As expected, this resulted in major changes necessary. Several databases were replaced, some were destroyed, and all the databases diagnostic settings were either replaced or destroyed. Of course all planned changes, and nothing was applied. The remote state is refreshed when plan is run, but I think this is just fetching info from your actual infrastructure.
The databases in question, have been created by a Terraform count argument. This means, among other things, that the resources are grouped together in a collection. When referencing a single resource in the collection, we need to use an index number. These index numbers can be found in the Terraform state file, or by using terraform plan. This handles differently if resources were created by for_each argument.
From the plan output, I could see the actual resource IDs and index numbers of the databases. They are not dynamic, and if the database index number is [1], it will not change when you remove the [0] database from the state. At least this did not happen in my situation. When I had the necessary information, and did a few double takes to check that is was correct, I was ready to do the state move.
The state move is actually a pretty simple action. Do a terraform init, then a terraform plan to see what needs to change, then do terraform state mv ‘source’ ‘destination’. You can see some examples from Terraform here.
It will output “Successful!
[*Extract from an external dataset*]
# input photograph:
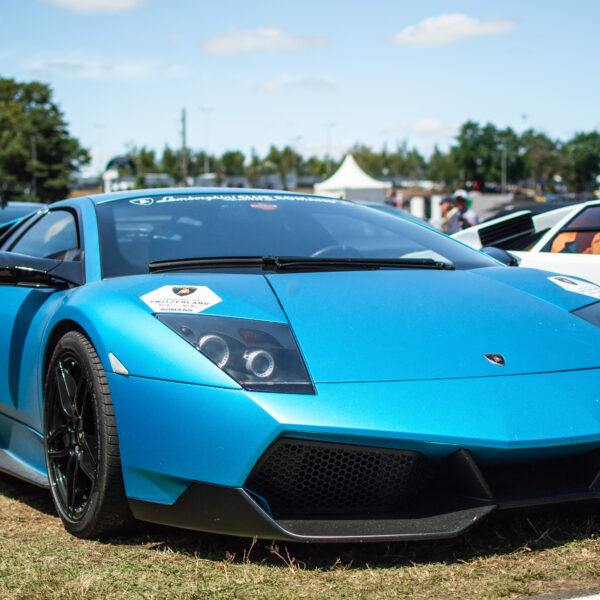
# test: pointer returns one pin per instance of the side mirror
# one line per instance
(506, 258)
(21, 269)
Moved 1 resource!”, or similar if the move succeeded.
After this was done for all the databases and diagnostic settings, I could run “terraform plan” with the wanted result:
We can’t always look into the future and see what we will need at a certain point, and it is good that we have the option to modify our configurations. It is possible to move resources in Terraform state, and it is not very complex. As long as you plan the actions, and try to predict the outcomes, it is just a standard maintenance kind of thing. terraform plan will always notify you if changes are necessary, and you choose to apply the config only when you agree with the plan.
I have not provided the modules here, but the SQL module is a modification of this public module maintained by Kumaraswamy Vithanala. I ended up with two modules for this, one for SQL Server and one for SQL Database. Already I can see some further tweaks to the module, that possibly will require a new move.